Inversement, elles pourraient être jugées timides par les partisans d'un assouplissement, comme l'ARP (société des Auteurs réalisateurs producteurs), la SACD (société des auteurs), les fournisseurs d'accès Internet, voire le SEVN (éditeurs de DVD).

Mercredi 16 janvier, ces derniers ont encore plaidé pour un assouplissement. Le SEVN a demandé l'autorisation d'"expérimentations", et aussi que les films sortant l'été puissent être disponibles en DVD et VoD pour les fêtes de fin d'année.
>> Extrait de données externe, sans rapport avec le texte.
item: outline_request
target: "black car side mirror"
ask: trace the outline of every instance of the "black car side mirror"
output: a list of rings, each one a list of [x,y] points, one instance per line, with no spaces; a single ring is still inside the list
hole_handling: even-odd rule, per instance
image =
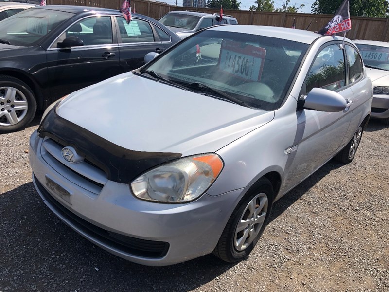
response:
[[[81,47],[84,45],[84,42],[77,36],[69,36],[57,44],[58,47],[64,49],[71,47]]]

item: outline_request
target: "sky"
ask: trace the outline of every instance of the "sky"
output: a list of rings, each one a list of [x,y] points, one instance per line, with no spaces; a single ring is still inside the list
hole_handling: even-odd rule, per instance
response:
[[[176,5],[176,0],[159,0],[162,2],[166,2],[170,5]],[[274,1],[274,7],[277,9],[281,8],[282,6],[282,0],[273,0]],[[255,0],[237,0],[238,2],[240,2],[240,8],[242,10],[248,10],[250,6],[255,5]],[[302,9],[299,9],[299,12],[304,13],[311,13],[311,6],[315,2],[315,0],[290,0],[290,5],[295,5],[297,7],[300,6],[300,4],[303,4],[305,6]],[[182,0],[177,0],[177,5],[182,6]]]

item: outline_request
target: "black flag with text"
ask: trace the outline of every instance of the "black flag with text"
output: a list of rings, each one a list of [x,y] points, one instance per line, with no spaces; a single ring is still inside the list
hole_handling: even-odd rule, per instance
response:
[[[320,35],[334,35],[351,29],[350,19],[350,1],[344,0],[331,20],[318,32]]]

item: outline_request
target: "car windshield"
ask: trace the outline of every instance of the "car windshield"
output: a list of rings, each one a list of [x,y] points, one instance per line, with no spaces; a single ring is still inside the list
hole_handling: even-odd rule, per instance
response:
[[[389,71],[389,48],[372,45],[356,44],[365,65]]]
[[[49,9],[26,9],[0,22],[0,42],[25,47],[35,45],[73,15]]]
[[[193,91],[263,110],[279,107],[308,45],[248,34],[208,30],[141,72]]]
[[[164,15],[159,21],[166,26],[192,30],[196,27],[200,17],[179,13],[168,13]]]

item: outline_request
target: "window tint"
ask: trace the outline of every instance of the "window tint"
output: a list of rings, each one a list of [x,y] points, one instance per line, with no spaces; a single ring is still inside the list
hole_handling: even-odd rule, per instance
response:
[[[170,36],[168,35],[167,33],[155,25],[154,25],[154,28],[157,31],[157,33],[158,34],[161,41],[170,41]]]
[[[347,62],[349,64],[349,78],[350,83],[354,82],[363,74],[363,67],[361,57],[356,50],[346,46]]]
[[[138,43],[154,41],[154,35],[150,24],[141,19],[134,19],[129,24],[122,17],[116,17],[122,42]]]
[[[306,92],[314,87],[337,91],[344,86],[344,57],[339,45],[326,47],[318,55],[305,79]]]
[[[75,23],[63,33],[52,47],[57,48],[57,44],[66,37],[77,36],[84,46],[112,43],[111,18],[109,16],[88,18]]]
[[[200,27],[199,28],[200,29],[202,29],[203,28],[206,28],[207,27],[209,27],[210,26],[212,26],[213,25],[212,18],[203,18],[202,20],[201,20],[201,22],[200,23]]]

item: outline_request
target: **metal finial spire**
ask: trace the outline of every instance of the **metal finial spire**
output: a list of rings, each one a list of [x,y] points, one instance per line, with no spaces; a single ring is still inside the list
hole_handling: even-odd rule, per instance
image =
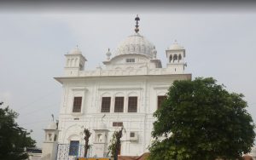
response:
[[[139,29],[138,29],[138,21],[140,20],[140,18],[138,17],[138,14],[137,14],[137,17],[135,18],[135,20],[136,20],[136,26],[135,26],[135,32],[138,32],[139,31]]]

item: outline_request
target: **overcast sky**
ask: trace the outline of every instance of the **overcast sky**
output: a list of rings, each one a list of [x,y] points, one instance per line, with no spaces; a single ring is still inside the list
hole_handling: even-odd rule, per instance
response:
[[[242,93],[256,122],[256,11],[65,7],[0,12],[0,101],[20,113],[19,124],[33,130],[38,146],[50,115],[58,117],[61,85],[53,77],[63,73],[64,54],[79,45],[88,60],[85,70],[103,66],[108,48],[113,51],[134,33],[137,14],[140,34],[155,45],[163,67],[165,50],[177,39],[186,49],[186,72],[193,79],[213,77],[229,91]]]

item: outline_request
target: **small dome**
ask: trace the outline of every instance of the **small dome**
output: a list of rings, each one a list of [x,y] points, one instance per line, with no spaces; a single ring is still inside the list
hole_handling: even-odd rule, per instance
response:
[[[117,47],[115,55],[140,54],[152,58],[154,45],[139,33],[127,37]]]
[[[97,126],[98,129],[107,129],[107,125],[105,124],[105,123],[101,122],[98,126]]]
[[[52,122],[47,126],[47,129],[57,129],[57,124]]]
[[[173,43],[173,44],[172,44],[169,48],[169,50],[181,50],[181,49],[184,49],[184,48],[181,45],[179,45],[177,41],[175,41]]]
[[[80,51],[80,49],[77,47],[76,49],[72,49],[70,52],[69,52],[70,54],[82,54],[82,52]]]

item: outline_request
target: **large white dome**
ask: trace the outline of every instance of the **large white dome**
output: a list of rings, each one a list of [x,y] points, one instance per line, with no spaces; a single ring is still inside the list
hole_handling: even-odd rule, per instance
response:
[[[143,36],[136,33],[127,37],[118,45],[115,55],[140,54],[152,58],[154,50],[154,46],[149,41]]]

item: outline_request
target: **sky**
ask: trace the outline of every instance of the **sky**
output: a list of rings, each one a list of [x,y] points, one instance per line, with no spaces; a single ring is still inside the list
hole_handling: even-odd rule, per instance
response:
[[[230,92],[242,93],[256,122],[256,11],[250,5],[79,4],[0,7],[0,101],[19,112],[41,147],[44,129],[58,118],[65,56],[76,45],[94,70],[119,43],[134,33],[155,45],[166,67],[166,49],[177,40],[186,49],[186,73],[212,77]],[[254,9],[255,10],[255,9]]]

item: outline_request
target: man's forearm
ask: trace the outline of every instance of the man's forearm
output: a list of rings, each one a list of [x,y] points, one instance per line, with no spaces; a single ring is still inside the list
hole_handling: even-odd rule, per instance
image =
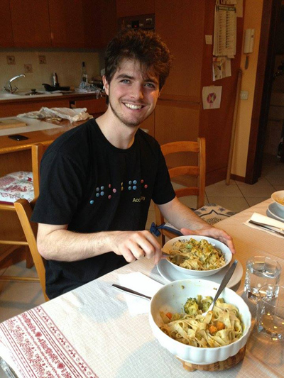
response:
[[[144,257],[158,264],[160,246],[149,231],[104,231],[79,233],[67,230],[67,225],[39,223],[38,251],[46,260],[78,261],[114,252],[128,262]]]
[[[55,230],[38,234],[38,248],[46,260],[77,261],[111,250],[117,231],[78,233],[68,230]]]

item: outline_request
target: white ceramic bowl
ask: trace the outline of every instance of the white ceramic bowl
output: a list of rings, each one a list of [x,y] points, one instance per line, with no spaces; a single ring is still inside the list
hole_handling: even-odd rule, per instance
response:
[[[224,298],[225,302],[238,308],[244,325],[244,335],[234,343],[222,347],[201,348],[182,344],[172,339],[160,329],[163,325],[160,311],[164,313],[179,313],[188,297],[196,297],[200,294],[214,298],[219,286],[210,281],[192,278],[174,281],[157,291],[151,299],[149,321],[154,336],[163,348],[184,361],[207,365],[224,361],[235,355],[246,345],[251,330],[251,315],[244,299],[227,287],[223,290],[219,298]]]
[[[284,199],[284,190],[278,190],[278,191],[274,191],[274,193],[271,194],[271,198],[276,204],[279,210],[281,210],[284,213],[284,205],[281,205],[281,204],[278,201],[278,199]]]
[[[173,248],[173,245],[175,242],[178,240],[189,240],[190,238],[195,239],[195,240],[197,240],[197,241],[200,241],[202,239],[205,239],[209,243],[212,244],[214,247],[219,248],[224,255],[225,264],[219,268],[212,269],[211,270],[194,270],[192,269],[187,269],[187,268],[184,268],[182,267],[179,267],[178,265],[176,265],[175,264],[172,262],[170,260],[170,259],[168,257],[166,259],[168,262],[170,264],[172,267],[173,267],[178,271],[182,273],[184,273],[185,274],[187,274],[188,276],[190,276],[190,277],[202,278],[204,277],[208,277],[208,276],[212,276],[212,274],[215,274],[215,273],[217,273],[222,269],[223,269],[224,267],[226,267],[230,263],[231,260],[231,257],[232,257],[232,254],[229,247],[227,247],[225,244],[220,242],[219,240],[213,239],[212,238],[209,238],[207,236],[200,236],[200,235],[187,235],[185,236],[178,236],[178,238],[174,238],[173,239],[168,240],[163,246],[163,250],[166,252],[167,253],[170,253],[170,251]]]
De son côté, le président de l'ARP Michel Hazanavicius a plaidé pour une sortie en même temps en salles et en VoD (day and date) des petits films "qui ont donc un petit budget de sortie en salles, et sont donc condamnés à ne pas faire un gros score, et d'emblée marqués du sceau de l'échec". Mais cette proposition "se heurte au blocage des exploitants de salles et des distributeurs, qui veulent sacraliser la salle", a déploré le réalisateur de The Artist, lors d'une audition à l'Assemblée nationale

Quant à la ministre de la Culture Aurélie Filippetti, elle avait promis durant la campagne de réduire les délais de la chronologie des médias. La mission menée par Pierre Lescure doit donc avancer des pistes en la matière. Celles-ci seraient, selon certains professionnels, assez proches de la proposition mise sur la table par le CNC. La proposition du CNC semble donc vouloir anticiper sur ces décisions politiques, en montrant que la filière est prête à faire un (petit) geste, et espérant sans doute échapper ainsi à des mesures plus volontaristes. "A défaut de maîtriser les événements, feignons d'en être les organisateurs...", ironise un professionnel.

Interrogé, le CNC rappelle "avoir déjà soumis un projet d'avenant en 2012, et n'avoir donc jamais cessé de faire des propositions pour moderniser la chronologie des médias. Le CNC joue son rôle de facilitateur dans un domaine qui relève de la régulation interprofessionnelle. Le CNC prendra en compte les résultats de la mission Lescure, qui a eu communication de cette proposition".

Mais ces propositions ont été vertement accueillies par la SACD: "ce n'est pas un geste d'ouverture, mais une énième tentative de mieux corseter la chronologie des médias. Cette fausse ouverture est une feinte qui ne dupera personne, et qui sera insuffisante pour donner une nouvelle impulsion à la VoD par abonnement. En effet, les films concernés seront extrêmement peu nombreux. En outre, la composition de la commission est déséquilibrée. Depuis 3 ans, tout est fait pour bloquer le système".